Kessig Wolf-Run; +Wrenn and Six

Why cut Kessig?

It sees little play. Wolf-Run requires a lot of mana, which limits its use to the ramp decks only. While a giant amount of reach can certainly be useful, it does very little on defense. It is also rather superfluous when attacking with titan. It does work well with mana elves, it is even best against control which is the worst matchup. Looks good on paper.

There are two issues. First, there is a limited number of colorless lands a deck can support. This has to compete with colorless manlands, of which several were printed lately. The manlands are better in earlier stages of the game, after a mass removal etc. The second, and it is a major one, Gruul ramp decks are not played here.

Wolf-Run is a card that has a realistic chance to make a comeback – if the only deck that wants it will rise in popularity, if more land searchers are printed and/or if other colorless lands get cut.

What I like about Wrenn and Six?

It is a two mana card that can produce repeatable card advantage. This is as cheap as you can get. The ping is half of the appeal of the card. W6 protect themselves against aggro, kill mana dorks, upgrade your burn spells and complicates combat math for your opponent. Of course, repeatable Strip Mines are as strong as ever.

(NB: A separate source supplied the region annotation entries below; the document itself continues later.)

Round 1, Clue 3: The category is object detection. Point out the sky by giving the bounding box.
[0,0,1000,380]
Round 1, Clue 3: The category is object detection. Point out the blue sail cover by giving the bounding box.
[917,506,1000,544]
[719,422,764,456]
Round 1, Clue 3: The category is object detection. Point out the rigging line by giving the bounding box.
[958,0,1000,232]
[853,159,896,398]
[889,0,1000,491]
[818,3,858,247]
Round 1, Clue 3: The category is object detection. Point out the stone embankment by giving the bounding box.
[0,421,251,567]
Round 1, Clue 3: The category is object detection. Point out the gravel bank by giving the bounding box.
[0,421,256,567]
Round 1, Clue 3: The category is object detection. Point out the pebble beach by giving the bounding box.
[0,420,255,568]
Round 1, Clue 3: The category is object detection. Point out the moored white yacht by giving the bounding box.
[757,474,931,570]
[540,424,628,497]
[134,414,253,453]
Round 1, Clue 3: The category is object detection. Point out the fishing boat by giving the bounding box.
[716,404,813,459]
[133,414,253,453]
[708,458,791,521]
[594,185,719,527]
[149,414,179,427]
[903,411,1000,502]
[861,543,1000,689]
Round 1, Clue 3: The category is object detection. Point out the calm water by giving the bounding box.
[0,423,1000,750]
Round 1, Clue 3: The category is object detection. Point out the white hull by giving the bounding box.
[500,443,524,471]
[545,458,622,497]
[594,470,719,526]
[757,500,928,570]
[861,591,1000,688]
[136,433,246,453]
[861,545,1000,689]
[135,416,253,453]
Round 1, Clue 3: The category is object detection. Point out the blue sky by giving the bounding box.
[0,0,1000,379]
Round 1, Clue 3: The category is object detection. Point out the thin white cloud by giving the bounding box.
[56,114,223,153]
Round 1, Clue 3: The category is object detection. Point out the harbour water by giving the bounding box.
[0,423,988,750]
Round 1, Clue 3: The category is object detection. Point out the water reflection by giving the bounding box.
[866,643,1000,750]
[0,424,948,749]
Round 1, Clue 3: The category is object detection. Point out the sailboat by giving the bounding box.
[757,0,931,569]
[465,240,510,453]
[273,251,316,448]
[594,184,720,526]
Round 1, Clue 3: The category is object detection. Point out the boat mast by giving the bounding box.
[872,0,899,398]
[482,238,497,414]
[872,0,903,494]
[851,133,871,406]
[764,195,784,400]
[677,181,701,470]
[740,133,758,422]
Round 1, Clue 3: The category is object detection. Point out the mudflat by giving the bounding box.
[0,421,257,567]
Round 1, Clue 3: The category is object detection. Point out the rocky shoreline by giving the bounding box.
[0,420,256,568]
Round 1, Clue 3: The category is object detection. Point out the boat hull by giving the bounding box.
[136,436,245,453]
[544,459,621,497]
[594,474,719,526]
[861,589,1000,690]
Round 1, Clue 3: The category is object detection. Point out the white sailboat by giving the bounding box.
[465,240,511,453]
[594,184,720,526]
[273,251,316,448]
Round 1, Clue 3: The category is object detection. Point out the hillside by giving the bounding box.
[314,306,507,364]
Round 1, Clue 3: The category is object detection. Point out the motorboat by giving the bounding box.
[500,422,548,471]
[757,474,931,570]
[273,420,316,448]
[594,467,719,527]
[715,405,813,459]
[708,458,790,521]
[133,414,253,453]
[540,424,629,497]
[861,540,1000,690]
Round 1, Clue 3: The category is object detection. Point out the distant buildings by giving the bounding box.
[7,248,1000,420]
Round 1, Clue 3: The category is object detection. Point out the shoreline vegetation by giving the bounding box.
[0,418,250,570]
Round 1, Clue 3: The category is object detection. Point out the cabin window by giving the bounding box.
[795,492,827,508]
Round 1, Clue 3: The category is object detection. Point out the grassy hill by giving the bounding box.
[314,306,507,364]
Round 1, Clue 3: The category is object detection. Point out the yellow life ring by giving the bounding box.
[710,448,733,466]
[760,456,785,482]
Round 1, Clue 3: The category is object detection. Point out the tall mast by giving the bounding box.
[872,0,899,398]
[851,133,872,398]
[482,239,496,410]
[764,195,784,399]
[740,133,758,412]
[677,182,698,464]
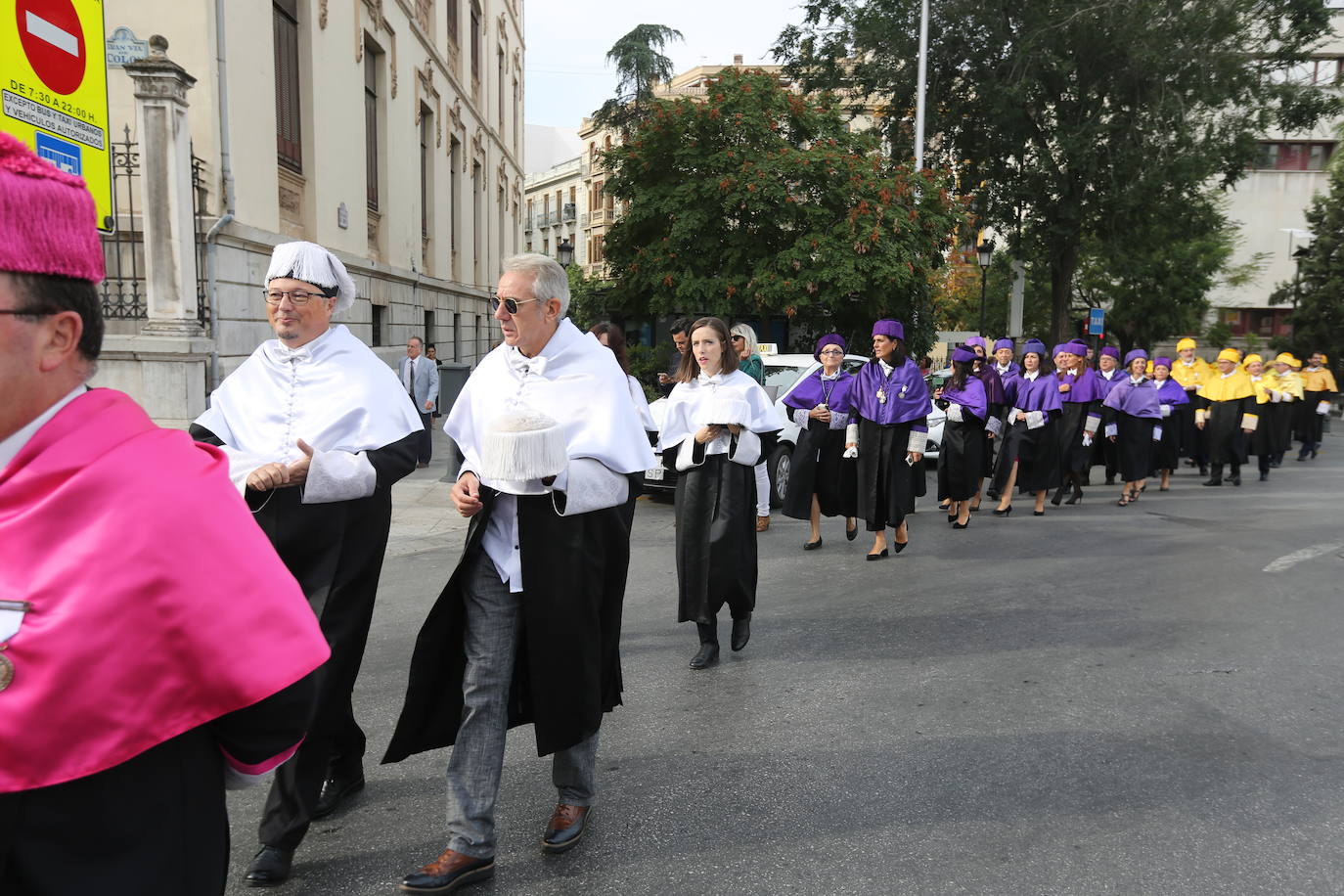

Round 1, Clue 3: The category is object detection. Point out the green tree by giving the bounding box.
[604,68,963,350]
[776,0,1339,339]
[593,24,683,130]
[1074,192,1243,350]
[1270,152,1344,374]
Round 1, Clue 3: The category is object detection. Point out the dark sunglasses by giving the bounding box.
[491,295,542,314]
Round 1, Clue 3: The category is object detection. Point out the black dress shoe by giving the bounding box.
[729,616,751,651]
[244,846,294,886]
[690,641,719,669]
[399,849,495,893]
[313,771,364,818]
[542,803,593,854]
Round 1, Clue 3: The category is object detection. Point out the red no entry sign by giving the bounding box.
[15,0,87,94]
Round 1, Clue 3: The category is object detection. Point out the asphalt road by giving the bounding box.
[229,424,1344,896]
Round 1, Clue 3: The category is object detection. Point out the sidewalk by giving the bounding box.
[385,418,468,558]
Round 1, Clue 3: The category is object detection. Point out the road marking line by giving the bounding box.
[1262,544,1344,572]
[24,10,79,58]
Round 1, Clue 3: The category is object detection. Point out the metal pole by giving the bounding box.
[916,0,928,172]
[978,267,989,339]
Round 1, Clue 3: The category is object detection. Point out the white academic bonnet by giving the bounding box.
[481,404,568,479]
[266,241,355,312]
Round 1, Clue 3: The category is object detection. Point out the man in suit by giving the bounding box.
[398,336,438,468]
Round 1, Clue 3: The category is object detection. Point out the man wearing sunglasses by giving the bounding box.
[384,254,653,893]
[191,242,424,886]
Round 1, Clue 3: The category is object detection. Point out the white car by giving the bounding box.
[644,355,944,508]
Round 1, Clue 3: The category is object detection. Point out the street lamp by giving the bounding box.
[976,239,995,336]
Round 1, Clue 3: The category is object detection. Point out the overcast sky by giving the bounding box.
[524,0,802,127]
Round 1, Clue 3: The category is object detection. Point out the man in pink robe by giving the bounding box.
[0,134,328,896]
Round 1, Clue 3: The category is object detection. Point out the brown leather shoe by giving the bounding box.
[400,849,495,893]
[542,803,593,853]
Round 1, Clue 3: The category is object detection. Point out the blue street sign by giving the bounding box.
[33,130,83,176]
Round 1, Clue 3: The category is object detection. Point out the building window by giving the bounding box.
[364,52,379,211]
[272,0,304,173]
[471,0,485,87]
[1255,143,1334,170]
[371,305,387,348]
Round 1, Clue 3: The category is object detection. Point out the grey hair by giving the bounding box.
[503,252,570,317]
[729,324,758,357]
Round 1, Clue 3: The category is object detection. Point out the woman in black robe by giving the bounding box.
[784,334,859,551]
[658,317,781,669]
[933,345,998,529]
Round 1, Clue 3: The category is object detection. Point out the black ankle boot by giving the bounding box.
[731,614,751,651]
[691,622,719,669]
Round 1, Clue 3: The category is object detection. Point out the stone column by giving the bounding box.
[125,35,202,336]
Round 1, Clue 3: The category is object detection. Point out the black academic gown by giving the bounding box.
[0,673,316,896]
[1194,395,1255,469]
[662,432,779,623]
[383,483,634,763]
[784,418,858,519]
[858,415,928,532]
[938,399,991,501]
[190,424,421,849]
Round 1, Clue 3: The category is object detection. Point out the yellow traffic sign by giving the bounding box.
[0,0,115,233]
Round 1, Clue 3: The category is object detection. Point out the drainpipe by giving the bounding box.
[205,0,234,400]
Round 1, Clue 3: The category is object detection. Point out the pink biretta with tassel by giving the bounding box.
[0,133,104,284]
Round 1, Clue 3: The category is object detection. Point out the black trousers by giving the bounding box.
[416,408,434,464]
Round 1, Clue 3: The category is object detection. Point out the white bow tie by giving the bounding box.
[506,348,546,377]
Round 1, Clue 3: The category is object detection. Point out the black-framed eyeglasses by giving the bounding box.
[491,295,542,314]
[261,289,331,305]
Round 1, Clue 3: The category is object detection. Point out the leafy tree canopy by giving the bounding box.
[604,68,965,350]
[776,0,1339,338]
[593,24,682,130]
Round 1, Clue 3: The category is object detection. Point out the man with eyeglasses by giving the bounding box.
[0,133,328,896]
[191,242,424,886]
[383,254,653,893]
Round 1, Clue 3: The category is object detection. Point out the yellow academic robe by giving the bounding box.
[1172,355,1218,391]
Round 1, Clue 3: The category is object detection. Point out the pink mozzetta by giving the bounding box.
[0,133,104,284]
[0,389,328,792]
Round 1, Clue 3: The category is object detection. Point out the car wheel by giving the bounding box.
[766,443,793,508]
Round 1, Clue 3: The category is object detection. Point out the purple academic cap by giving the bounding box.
[873,317,906,339]
[812,334,849,361]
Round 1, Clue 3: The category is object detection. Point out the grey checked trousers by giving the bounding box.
[448,551,598,857]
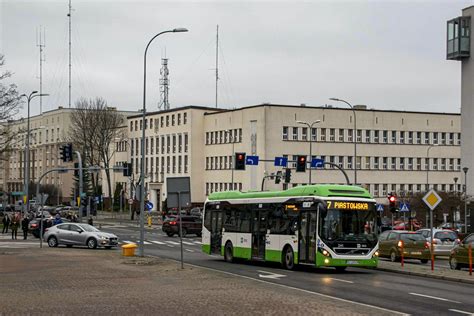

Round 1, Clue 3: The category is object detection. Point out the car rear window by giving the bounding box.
[400,234,425,241]
[435,230,458,241]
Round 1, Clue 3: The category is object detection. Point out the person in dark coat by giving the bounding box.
[21,216,30,239]
[2,213,10,234]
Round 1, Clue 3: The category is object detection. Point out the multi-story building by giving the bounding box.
[116,104,461,209]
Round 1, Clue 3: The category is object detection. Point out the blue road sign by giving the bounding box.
[400,202,410,212]
[245,156,258,166]
[145,201,153,211]
[311,158,324,168]
[275,157,288,167]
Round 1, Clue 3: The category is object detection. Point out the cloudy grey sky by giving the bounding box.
[0,0,474,115]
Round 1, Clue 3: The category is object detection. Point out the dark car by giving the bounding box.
[449,234,474,270]
[162,215,202,237]
[379,230,430,263]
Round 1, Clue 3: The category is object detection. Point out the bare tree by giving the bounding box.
[0,54,21,159]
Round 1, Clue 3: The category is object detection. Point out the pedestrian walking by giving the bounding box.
[10,215,20,240]
[21,216,30,239]
[2,213,10,234]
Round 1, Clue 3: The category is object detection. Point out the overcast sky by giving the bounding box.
[0,0,474,115]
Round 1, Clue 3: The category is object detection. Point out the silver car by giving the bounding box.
[44,223,118,249]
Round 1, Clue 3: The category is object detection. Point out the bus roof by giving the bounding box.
[208,184,372,201]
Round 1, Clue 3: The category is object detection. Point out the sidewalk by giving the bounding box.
[0,248,388,315]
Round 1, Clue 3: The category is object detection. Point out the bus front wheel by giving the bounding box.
[224,241,234,263]
[283,246,295,270]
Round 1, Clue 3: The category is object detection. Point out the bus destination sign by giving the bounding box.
[328,201,369,211]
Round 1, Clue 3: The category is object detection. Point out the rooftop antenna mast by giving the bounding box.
[216,24,219,108]
[67,0,72,108]
[158,53,170,110]
[36,26,46,114]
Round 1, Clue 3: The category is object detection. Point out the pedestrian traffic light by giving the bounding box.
[296,156,306,172]
[387,193,398,213]
[285,169,291,183]
[235,153,245,170]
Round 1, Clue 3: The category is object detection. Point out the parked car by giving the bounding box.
[379,230,430,263]
[449,234,474,270]
[162,215,202,237]
[417,228,459,256]
[44,223,118,249]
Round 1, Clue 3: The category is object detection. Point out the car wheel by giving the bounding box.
[224,241,234,263]
[283,246,295,270]
[87,238,97,249]
[390,250,398,262]
[449,256,461,270]
[48,236,58,247]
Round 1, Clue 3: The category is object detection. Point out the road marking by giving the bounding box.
[150,240,165,245]
[408,293,461,304]
[177,255,410,316]
[328,278,354,284]
[257,270,286,280]
[450,309,474,315]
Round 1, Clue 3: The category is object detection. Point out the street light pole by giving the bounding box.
[20,90,49,215]
[138,28,188,257]
[329,98,357,185]
[462,167,469,234]
[296,120,321,185]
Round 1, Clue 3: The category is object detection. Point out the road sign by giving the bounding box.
[423,189,442,210]
[275,157,288,167]
[245,156,258,166]
[311,158,324,168]
[400,202,410,212]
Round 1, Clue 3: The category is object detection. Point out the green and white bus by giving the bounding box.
[202,185,378,271]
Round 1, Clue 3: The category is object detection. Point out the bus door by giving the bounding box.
[211,210,222,254]
[298,211,317,263]
[252,210,268,259]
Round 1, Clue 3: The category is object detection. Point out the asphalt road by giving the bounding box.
[103,227,474,315]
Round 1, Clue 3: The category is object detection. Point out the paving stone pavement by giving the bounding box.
[0,248,398,315]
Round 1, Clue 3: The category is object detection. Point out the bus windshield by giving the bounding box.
[320,202,377,242]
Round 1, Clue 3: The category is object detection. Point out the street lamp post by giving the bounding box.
[20,90,49,215]
[462,167,469,234]
[138,28,188,257]
[329,98,357,185]
[296,120,321,184]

What I dislike about Wrenn and Six?

Narrowness. You really need support for them to be worth play. What you want most are lands that sacrifice themselves. This is mostly fetches, including the 4 that fetch basics, horizon lands, Blast Zone, Strip Mine and Wasteland. Ways to discard lands or self-mill also help. How many such effects do you need before W6 are playable? I’d say three is a bare minimum, which is a tall ask.

Prediction

Crucible of Worlds and Ramunap Excavator did not last. Wrenn and Six are likely better than them, as the ping mode is strong, but I am uncertain it is better enough. This has a very big question mark looming over it.

 

Colorless

Thran Dynamo; +Fabled Passage

Why Dynamo?

Following other expensive ramp spells. If you don’t use the mana right away, paying four mana not to affect the board is too risky. It is also a narrow card that doesn’t see much play.

What I like about Fabled passage?

It is a strictly better Evolving Wilds. It fixes mana for all decks of all colors. Entering untapped is huge.

What I dislike about Fabled Passage?

It doesn’t enter untapped in the first few turns, which are the most important. Also, the later you sacrifice Passage, the less strong the fixing aspect it as you have a higher chance of having an off-color source by the time you have four lands. Aggro decks still do not desire this card.

Prediction

This is closer to Terramorphic Expanse than to Prismatic Vista. That doesn’t matter much; all are great cards that improve the cube experience.